Along with PING, there are a few other fun bits of network code that I got to write back in the early days of TCP/IP.
Some other bits of kernel code that I've originated include the "default route" support, which a lot of people depend on to get their packets to an InterNet router when the full generality of a dynamic routing protocol is not required, or isn't working.
I also devised the "TCP max segment size (MSS) follows departing interface maximum transmission unit (MTU)" algorithm, which greatly improved TCP/IP efficiency in the face of dropped datagrams by allowing TCP to avoid using IP fragmentation.
I then further extended the algorithm to bring BSD UNIX into strict conformance with the TCP specification, and limit the TCP segment size when transmitting to faraway systems to 576 bytes. This is the origin of the "subnets-are-local" flag, which sometimes frustrates LAN sys-admins, but allowed mail to flow to Multics and Univac machines which (back then) adhered to the letter of the specification and could only handle 512 byte TCP segments. Since at the time I was the moderator of the TCP-IP Digest, the Unix-Wizards Digest and the INFO-UNIX Digest, I had a lot of packets to send to Multics and Univac machines, and the mail had to go through.

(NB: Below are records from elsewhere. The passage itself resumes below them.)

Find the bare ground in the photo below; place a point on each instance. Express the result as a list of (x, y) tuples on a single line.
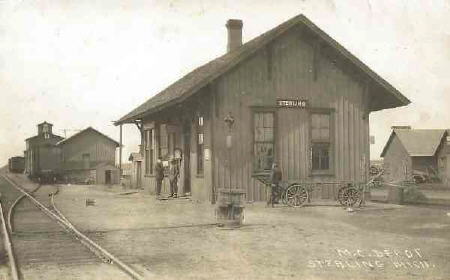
[(176, 239)]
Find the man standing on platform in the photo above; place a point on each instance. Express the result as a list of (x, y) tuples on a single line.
[(159, 176), (174, 172)]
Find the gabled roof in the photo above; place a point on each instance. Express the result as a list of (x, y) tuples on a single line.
[(417, 142), (135, 157), (39, 136), (198, 78), (84, 131)]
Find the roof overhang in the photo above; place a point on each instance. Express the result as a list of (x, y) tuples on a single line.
[(383, 95)]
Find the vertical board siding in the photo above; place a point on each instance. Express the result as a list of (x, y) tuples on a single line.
[(292, 77)]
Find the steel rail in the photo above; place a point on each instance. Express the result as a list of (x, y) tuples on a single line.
[(113, 259), (11, 209), (8, 245)]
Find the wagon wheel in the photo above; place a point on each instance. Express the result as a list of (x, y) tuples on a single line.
[(340, 197), (350, 196), (296, 195), (284, 197)]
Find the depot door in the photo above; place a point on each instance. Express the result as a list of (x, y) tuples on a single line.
[(187, 157)]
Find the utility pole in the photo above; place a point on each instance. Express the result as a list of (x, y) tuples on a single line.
[(120, 151)]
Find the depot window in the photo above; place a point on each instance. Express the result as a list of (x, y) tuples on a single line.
[(263, 141), (149, 151), (321, 142), (200, 143)]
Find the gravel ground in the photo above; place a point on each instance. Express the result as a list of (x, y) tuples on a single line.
[(175, 239), (43, 250)]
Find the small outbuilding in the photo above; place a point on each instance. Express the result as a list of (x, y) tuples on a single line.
[(89, 157), (413, 152)]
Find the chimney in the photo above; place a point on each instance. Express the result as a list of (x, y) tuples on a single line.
[(234, 27), (401, 127)]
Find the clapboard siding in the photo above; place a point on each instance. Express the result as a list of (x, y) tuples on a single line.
[(293, 69)]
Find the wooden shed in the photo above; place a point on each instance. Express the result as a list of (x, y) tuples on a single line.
[(89, 157), (296, 96), (415, 151)]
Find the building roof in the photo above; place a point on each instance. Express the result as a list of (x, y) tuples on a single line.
[(89, 129), (198, 78), (417, 142), (135, 157), (38, 136), (45, 122)]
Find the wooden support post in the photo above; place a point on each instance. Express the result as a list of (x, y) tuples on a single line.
[(120, 151)]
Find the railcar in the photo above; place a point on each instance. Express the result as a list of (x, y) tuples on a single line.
[(16, 164)]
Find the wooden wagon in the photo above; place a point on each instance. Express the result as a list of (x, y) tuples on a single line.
[(298, 194)]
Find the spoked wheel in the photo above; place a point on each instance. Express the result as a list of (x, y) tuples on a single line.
[(350, 196), (296, 195), (341, 192), (284, 197)]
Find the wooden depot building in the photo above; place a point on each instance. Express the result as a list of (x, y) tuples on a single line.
[(296, 97)]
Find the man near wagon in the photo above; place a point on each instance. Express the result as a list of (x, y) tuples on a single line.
[(275, 179), (159, 176), (174, 172)]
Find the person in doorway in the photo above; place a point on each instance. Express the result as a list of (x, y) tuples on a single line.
[(159, 176), (174, 172), (275, 179)]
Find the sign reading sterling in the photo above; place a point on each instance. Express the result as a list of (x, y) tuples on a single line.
[(291, 103)]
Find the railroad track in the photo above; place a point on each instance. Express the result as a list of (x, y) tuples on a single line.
[(60, 237)]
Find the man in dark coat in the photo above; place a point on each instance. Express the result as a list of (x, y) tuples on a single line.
[(159, 176), (275, 179), (174, 172)]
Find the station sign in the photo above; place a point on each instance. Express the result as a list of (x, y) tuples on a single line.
[(292, 103)]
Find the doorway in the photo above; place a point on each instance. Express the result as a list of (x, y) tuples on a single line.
[(187, 157), (138, 175), (108, 177)]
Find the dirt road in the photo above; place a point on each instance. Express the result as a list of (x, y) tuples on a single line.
[(175, 239)]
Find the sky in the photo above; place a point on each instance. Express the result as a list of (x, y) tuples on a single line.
[(87, 63)]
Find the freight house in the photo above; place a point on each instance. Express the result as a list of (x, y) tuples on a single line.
[(296, 96)]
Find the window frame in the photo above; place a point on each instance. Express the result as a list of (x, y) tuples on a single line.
[(321, 142), (258, 110), (149, 151), (200, 130)]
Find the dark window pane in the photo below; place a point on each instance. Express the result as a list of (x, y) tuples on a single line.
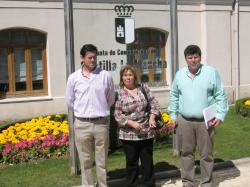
[(18, 37), (20, 69), (37, 68), (4, 38), (36, 38), (4, 82)]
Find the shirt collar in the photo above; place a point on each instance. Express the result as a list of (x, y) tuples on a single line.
[(197, 73)]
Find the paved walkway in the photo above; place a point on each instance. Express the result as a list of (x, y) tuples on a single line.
[(229, 174), (234, 173)]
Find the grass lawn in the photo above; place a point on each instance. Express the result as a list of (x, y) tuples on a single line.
[(232, 140)]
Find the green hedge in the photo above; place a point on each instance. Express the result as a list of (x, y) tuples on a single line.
[(242, 109)]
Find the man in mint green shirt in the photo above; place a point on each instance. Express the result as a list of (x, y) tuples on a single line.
[(194, 88)]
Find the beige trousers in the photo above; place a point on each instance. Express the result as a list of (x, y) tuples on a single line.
[(92, 141), (190, 135)]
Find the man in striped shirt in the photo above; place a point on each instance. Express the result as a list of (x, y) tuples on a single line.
[(90, 93)]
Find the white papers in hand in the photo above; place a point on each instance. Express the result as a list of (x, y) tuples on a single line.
[(209, 113)]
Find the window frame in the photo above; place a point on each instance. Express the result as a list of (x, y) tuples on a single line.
[(148, 45), (27, 55)]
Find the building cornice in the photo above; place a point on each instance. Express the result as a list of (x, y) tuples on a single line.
[(163, 2)]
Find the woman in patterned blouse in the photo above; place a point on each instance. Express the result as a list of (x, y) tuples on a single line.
[(136, 129)]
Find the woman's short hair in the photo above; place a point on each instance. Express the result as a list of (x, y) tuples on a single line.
[(123, 70)]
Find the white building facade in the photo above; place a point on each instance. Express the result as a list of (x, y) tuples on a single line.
[(32, 47)]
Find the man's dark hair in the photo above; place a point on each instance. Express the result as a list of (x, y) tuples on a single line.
[(192, 49), (88, 48)]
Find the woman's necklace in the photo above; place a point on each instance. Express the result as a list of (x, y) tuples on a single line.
[(132, 92)]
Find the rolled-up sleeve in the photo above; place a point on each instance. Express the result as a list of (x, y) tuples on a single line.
[(111, 92), (155, 108), (119, 116), (220, 98), (173, 107), (70, 95)]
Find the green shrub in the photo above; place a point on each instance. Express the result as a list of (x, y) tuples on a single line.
[(241, 108)]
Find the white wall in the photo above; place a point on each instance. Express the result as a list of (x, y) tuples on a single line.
[(210, 27)]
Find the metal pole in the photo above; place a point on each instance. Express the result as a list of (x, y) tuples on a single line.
[(174, 60), (237, 56), (70, 68), (174, 38)]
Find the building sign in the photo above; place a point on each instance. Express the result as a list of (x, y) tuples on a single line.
[(124, 25)]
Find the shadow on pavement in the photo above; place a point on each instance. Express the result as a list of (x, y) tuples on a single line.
[(117, 177), (223, 170)]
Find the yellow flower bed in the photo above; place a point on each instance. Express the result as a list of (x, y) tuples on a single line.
[(166, 117), (35, 128)]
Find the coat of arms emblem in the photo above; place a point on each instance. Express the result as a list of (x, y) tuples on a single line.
[(124, 24)]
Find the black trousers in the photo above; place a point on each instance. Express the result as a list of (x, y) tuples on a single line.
[(143, 150)]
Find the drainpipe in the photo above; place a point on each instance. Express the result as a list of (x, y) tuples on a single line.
[(174, 60), (237, 57), (70, 68)]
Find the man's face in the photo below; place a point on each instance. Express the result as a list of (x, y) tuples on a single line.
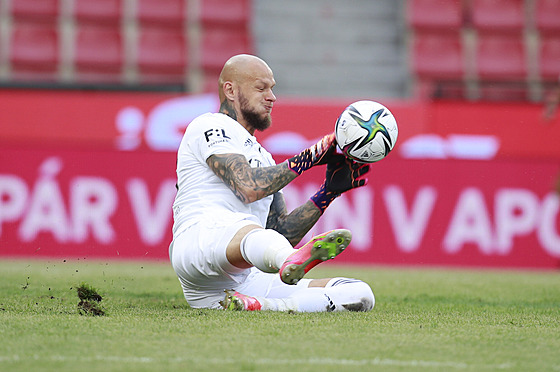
[(256, 100)]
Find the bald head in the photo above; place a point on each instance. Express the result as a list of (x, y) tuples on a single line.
[(246, 84), (241, 69)]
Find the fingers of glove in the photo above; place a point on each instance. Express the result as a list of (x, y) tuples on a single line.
[(360, 171), (324, 149)]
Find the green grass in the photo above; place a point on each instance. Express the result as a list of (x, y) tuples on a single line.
[(424, 320)]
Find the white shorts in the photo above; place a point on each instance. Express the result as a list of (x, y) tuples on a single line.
[(198, 256)]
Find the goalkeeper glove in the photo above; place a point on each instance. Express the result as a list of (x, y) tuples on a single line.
[(318, 154), (342, 174)]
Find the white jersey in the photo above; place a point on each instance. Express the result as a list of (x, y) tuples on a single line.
[(201, 193)]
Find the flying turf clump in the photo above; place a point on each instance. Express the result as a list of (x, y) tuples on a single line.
[(89, 301)]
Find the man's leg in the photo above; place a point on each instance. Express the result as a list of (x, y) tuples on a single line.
[(267, 292), (271, 252)]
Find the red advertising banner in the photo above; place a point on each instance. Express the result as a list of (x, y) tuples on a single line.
[(155, 121), (68, 202)]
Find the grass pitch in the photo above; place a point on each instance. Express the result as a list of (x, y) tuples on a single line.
[(424, 320)]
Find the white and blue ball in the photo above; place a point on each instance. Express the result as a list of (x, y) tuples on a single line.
[(366, 131)]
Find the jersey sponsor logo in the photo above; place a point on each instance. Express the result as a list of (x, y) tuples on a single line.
[(255, 163), (215, 135)]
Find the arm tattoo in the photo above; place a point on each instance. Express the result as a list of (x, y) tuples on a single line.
[(295, 225), (226, 108), (249, 184)]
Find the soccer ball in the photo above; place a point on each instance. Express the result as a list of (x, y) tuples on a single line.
[(366, 131)]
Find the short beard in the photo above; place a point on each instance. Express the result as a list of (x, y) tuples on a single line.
[(253, 119)]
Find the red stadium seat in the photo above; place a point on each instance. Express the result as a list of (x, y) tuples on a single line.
[(547, 16), (38, 10), (435, 14), (225, 12), (501, 57), (220, 43), (498, 15), (162, 54), (98, 51), (98, 11), (438, 56), (34, 49), (161, 12), (549, 57)]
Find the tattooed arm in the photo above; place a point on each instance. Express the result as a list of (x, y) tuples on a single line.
[(249, 184), (294, 225)]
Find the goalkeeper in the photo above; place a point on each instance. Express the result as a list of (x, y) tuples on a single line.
[(233, 238)]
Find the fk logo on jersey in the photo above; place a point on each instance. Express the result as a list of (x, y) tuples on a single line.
[(215, 135)]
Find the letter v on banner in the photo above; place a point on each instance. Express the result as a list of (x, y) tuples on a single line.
[(408, 227), (152, 221)]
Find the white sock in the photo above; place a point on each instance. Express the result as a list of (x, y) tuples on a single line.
[(350, 294), (340, 294), (266, 249)]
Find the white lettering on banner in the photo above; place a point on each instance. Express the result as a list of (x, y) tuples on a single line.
[(546, 230), (13, 198), (516, 212), (152, 221), (409, 228), (470, 223), (93, 200), (46, 211)]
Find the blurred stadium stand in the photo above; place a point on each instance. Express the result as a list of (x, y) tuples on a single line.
[(508, 48), (466, 49)]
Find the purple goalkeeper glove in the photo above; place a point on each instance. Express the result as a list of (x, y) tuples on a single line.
[(318, 154), (343, 174)]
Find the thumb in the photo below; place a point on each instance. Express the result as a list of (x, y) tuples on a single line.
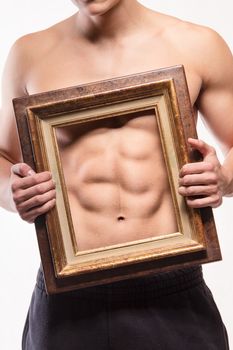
[(22, 169), (202, 147)]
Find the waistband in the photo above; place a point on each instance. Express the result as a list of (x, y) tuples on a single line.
[(157, 285)]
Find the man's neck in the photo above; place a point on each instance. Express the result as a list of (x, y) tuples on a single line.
[(120, 21)]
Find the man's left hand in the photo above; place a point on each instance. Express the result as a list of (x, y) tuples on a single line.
[(203, 183)]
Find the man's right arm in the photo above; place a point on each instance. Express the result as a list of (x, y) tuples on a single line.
[(21, 189)]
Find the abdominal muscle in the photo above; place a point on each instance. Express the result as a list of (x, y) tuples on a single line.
[(116, 182)]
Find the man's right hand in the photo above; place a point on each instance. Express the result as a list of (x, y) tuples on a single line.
[(33, 193)]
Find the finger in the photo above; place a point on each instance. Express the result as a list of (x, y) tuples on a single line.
[(25, 194), (31, 215), (201, 146), (211, 201), (207, 178), (196, 168), (36, 201), (22, 169), (198, 190), (31, 181)]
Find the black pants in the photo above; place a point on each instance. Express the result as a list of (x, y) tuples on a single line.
[(167, 311)]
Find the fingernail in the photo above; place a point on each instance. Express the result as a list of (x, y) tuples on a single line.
[(31, 172)]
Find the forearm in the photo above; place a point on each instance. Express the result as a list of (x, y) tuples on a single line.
[(228, 172), (6, 200)]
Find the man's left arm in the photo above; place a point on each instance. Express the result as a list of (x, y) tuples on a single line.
[(205, 183)]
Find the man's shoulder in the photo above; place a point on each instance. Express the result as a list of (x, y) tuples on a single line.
[(180, 31), (40, 42)]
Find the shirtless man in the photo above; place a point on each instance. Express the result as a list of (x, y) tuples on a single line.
[(106, 39)]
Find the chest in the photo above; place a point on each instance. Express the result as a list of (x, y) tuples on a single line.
[(67, 65)]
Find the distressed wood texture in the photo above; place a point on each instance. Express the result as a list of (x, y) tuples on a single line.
[(94, 95)]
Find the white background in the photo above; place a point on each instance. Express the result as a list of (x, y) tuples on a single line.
[(19, 257)]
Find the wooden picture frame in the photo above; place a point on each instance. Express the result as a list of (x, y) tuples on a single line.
[(163, 91)]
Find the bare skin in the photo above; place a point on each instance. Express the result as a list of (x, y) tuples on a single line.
[(111, 38)]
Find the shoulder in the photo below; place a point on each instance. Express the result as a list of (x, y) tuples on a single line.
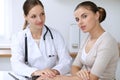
[(108, 39), (19, 35)]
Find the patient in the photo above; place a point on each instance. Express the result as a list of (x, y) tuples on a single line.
[(98, 55)]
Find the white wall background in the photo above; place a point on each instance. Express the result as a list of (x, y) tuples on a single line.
[(59, 15)]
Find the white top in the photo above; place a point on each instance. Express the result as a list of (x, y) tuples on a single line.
[(102, 58), (39, 57)]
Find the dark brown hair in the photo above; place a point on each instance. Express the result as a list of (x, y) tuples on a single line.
[(93, 7), (28, 5)]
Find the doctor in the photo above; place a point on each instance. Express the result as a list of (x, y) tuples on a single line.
[(37, 49)]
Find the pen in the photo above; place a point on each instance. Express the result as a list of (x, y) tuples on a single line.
[(13, 76)]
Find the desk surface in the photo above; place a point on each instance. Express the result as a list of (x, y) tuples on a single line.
[(5, 76), (73, 55)]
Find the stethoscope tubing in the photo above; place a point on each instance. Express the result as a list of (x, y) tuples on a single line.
[(44, 37)]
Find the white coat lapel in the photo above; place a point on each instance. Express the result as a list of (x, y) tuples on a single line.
[(33, 49)]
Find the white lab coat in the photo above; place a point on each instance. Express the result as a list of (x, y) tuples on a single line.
[(38, 57)]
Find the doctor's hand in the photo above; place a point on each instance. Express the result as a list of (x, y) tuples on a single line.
[(84, 74), (46, 73)]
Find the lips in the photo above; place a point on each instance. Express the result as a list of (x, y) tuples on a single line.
[(83, 27), (40, 23)]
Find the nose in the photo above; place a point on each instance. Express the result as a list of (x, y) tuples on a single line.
[(39, 18), (80, 22)]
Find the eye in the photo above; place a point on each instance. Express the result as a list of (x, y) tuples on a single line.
[(34, 16), (84, 16), (77, 19), (42, 13)]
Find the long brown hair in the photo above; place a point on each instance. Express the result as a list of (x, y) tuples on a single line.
[(93, 7), (27, 6)]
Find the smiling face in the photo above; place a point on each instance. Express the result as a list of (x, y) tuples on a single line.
[(86, 19), (36, 17)]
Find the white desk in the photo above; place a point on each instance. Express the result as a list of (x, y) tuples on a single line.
[(5, 76)]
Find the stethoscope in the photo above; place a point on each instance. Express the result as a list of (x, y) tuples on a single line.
[(44, 37)]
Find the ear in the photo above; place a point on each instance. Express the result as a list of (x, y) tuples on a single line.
[(25, 17)]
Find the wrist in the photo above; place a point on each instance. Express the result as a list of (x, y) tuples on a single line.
[(56, 71)]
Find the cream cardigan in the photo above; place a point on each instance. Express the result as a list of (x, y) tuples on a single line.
[(102, 58)]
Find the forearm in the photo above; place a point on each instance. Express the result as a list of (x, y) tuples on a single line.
[(74, 70)]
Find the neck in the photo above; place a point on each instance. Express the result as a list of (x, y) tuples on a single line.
[(96, 33)]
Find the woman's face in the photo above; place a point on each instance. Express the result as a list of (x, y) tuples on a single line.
[(36, 17), (86, 19)]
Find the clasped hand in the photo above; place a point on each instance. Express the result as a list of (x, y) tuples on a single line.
[(46, 73)]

Along with Terry Slattery (then of the US Naval Academy), we took inspiration from an (Excelan? Interlan?) network test program, and evolved it into a program called TTCP, to "Test TCP". In addition to performing its intended function of testing TCP performance from user-memory to user-memory, TTCP has remained an excellent tool for bootstrapping hosts onto the network, by providing (essentially) a UNIX "pipe" between two machines across the network. For example, on the destination machine, use:
ttcp -r | tar xvpf -and on the source machine:
tar cf - directory | ttcp -t dest_machineTo work around routing problems, additional intermediate machines can be included by:
ttcp -r | ttcp -t next_machine
TTCP has become another standard UNIX networking tool.